Since PCL is hydrophobic in nature, there is a limited rate of water absorption, which slows down the rate of PCL degradation. It is believed that the hydrolytic degradation of PCL takes about 2–3 years for degradation to be complete [23], [24]. Thus, PCL degradation with microbial enzymes is considered as an alternate route as it is faster and energy efficient [25]. This route of polymer degradation is initiated through the adsorption of enzymes onto the material surface resulting in the loss of material from the surface bulk or reduction in the molecular weight [23], [26]. In most cases, enzymatic degradation of PCL occurs at the chain ends (where chain mobility is higher) through the rupturing of the ester bonds into monomers or water-insoluble oligomers [24], [26]. Enzymes from bacterial and fungi have shown potential for polymer degradation. The two most widely used enzymes (lipases) that accelerates the degradation of PCL are Rhizopus delemer and Rhizopus arrhizus [24].

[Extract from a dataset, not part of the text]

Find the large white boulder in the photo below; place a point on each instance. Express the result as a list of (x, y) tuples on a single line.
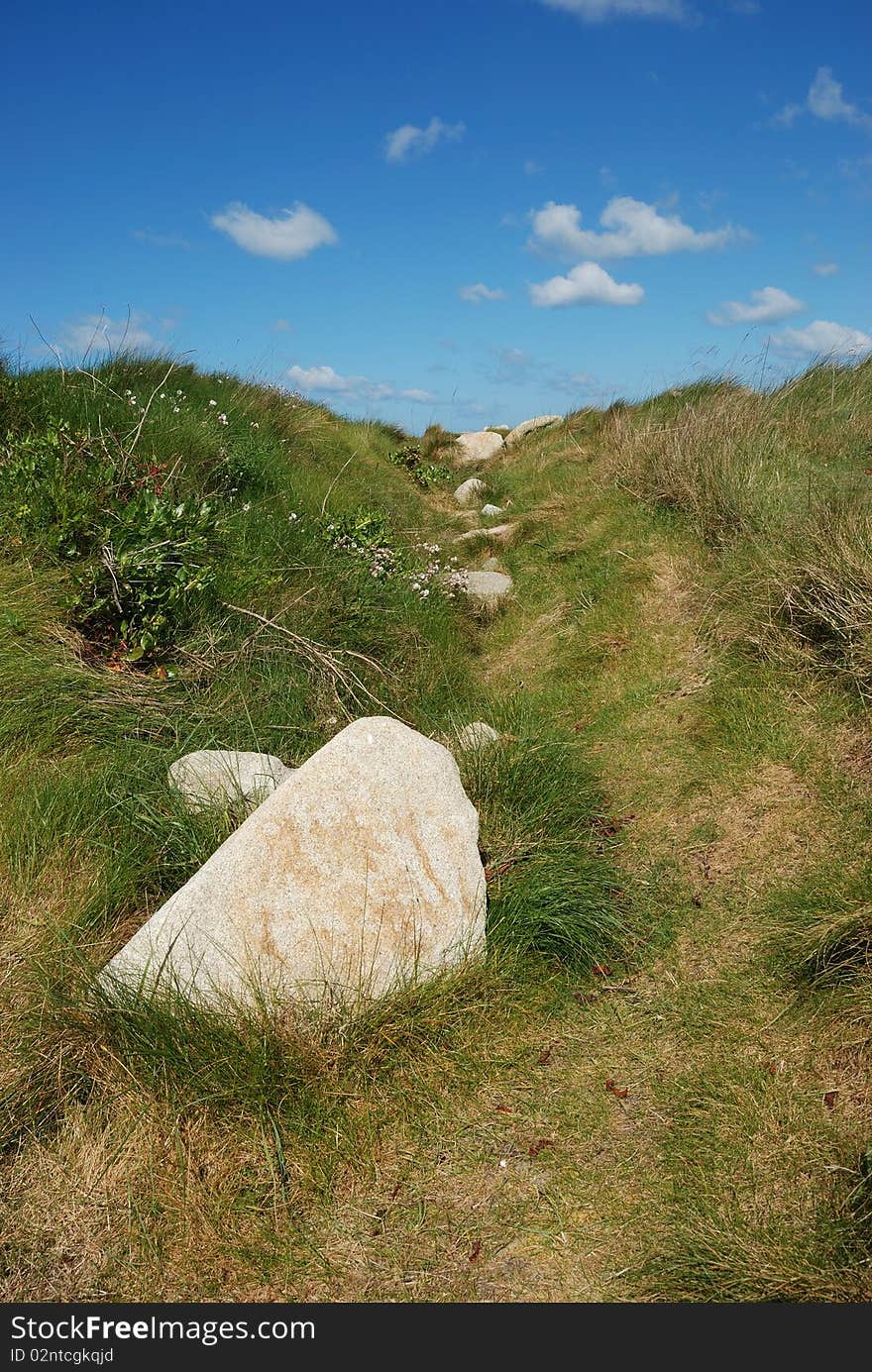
[(488, 591), (522, 430), (478, 448), (360, 877), (470, 491), (225, 777)]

Magnetic nanocomposites are complex nanomaterials formed from the incorporation of magnetic nanoparticles into a matrix (magnetic or non-magnetic) with a wide range of functional properties. Magnetic nanocomposites possess the properties (mechanical, chemical, electrical or magnetic) of the matrix materials as well as the nanofillers [3], [27]. In the biomedical field, it is apparent that strengthening polymers with nanofillers enhances the properties of the polymer and improves the properties of the newly formulated nanocomposites by combining the strength of the individual components [28]. For instance, in an investigation by Hedayatnasab and colleagues, the surface coating of superparamagnetic iron oxide nanoparticles (SPIONS) with PCL improved the magnetic behavior of SPIONS owing to the systematic arrangement of the magnetic moment present in the crystal [16]. In addition, entrapping MNPs in acceptable polymers such as PCL prevents nanoparticles from oxidization, enhance their chemical stability and decrease vulnerability to leakage, due to surface coating of the nanoparticles, by generating repulsive forces that will equilibrate the van der Waals attractive forces and the magnetic force [29].

Based on the properties of magnetic nanoparticles (particularly, iron oxides), and the unique nature of PCL, more research have been carried out on the assessment of biomedical application of polymer nanocomposites and magnetic nanoparticles [10], [30], however, little attention has been given to the role of PCL in the enhancement of magnetic nanoparticles in biomedical applications. Hence, the current work comprehensively reviews the various biomedical applications and their composites. The research to carry out this literature review was based on electronic resources. To achieve this aim, the Pubmed database was used as the main source of information, complemented with official sources from the European Medicines Agency (EMA) and the United States Food and Drug Administration (FDA). Apart from these sites, other information sources such as Research Gate and Google Scholar were used.